Abstract

Inhibition of influenza A virus to avoid morbidity and mortality is of main concern during epidemics and of major concern during pandemics. Three influenza A pandemics have been occurred in 20^th century; in 1918 by H1N1, 1957 by H2N2, and in 1968 by H3N2. Recently in early 2009, H1N1 has re-emerged after being genetically reassorted in swine. Two types of surface glycoprotein form the main antigenic determinants of influenza A virus namely; hemagglutinin (HA) and neuraminidase (NA). HA is responsible for viral attachment to the infected cell through surface-bound sialic acid (SA) moieties, while NA is responsible for hydrolysing the glycosidic bond that connects SA with the cell membrane resulting in viral detachment. Structure-based drug design approach has been successfully used in designing clinically available NA inhibitors such as Zanamivir and Oseltamivir. However, there is no effective low molecular weight inhibitor that have been developed which target HA and prevent the initial viral attachment. In this study molecular modeling tools were used to design databases of virtual SA analogues by a single substitution at either C2, C5 or C6 positions of SA scaffold.

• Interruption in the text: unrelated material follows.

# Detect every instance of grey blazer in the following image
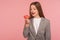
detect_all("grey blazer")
[23,17,51,40]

A commercially available molecular fragment was used for the substitution candidate. By using a structure-based molecular docking approach, the molecular fragments were placed at sites within and around HA binding pocket where crystallographic functional groups of C2, C5 and C6 of SA and other SA analogues are located. Then, the aligned fragments were connected to the SA scaffold with or without incorporation of molecular linkers using an in-house developed programming script. Thus, three databases of SA analogues with single substituted fragments at C2, C5 or C6 were obtained. The three databases were then docked to the whole natural SA binding site of HA using AutoDock3.05 and screened for their binding energies. Our results showed that C6-derived SA analogues have higher affinity toward HA (up to 30,000 fold of SA) compared to C5-derived (up to 3,500 fold of SA) and C2-derived analogues (up to 1,500 fold of SA). Therefore the designed SA analogues have the potential to block the HA binding site and consequently inhibit viral attachment to host cell.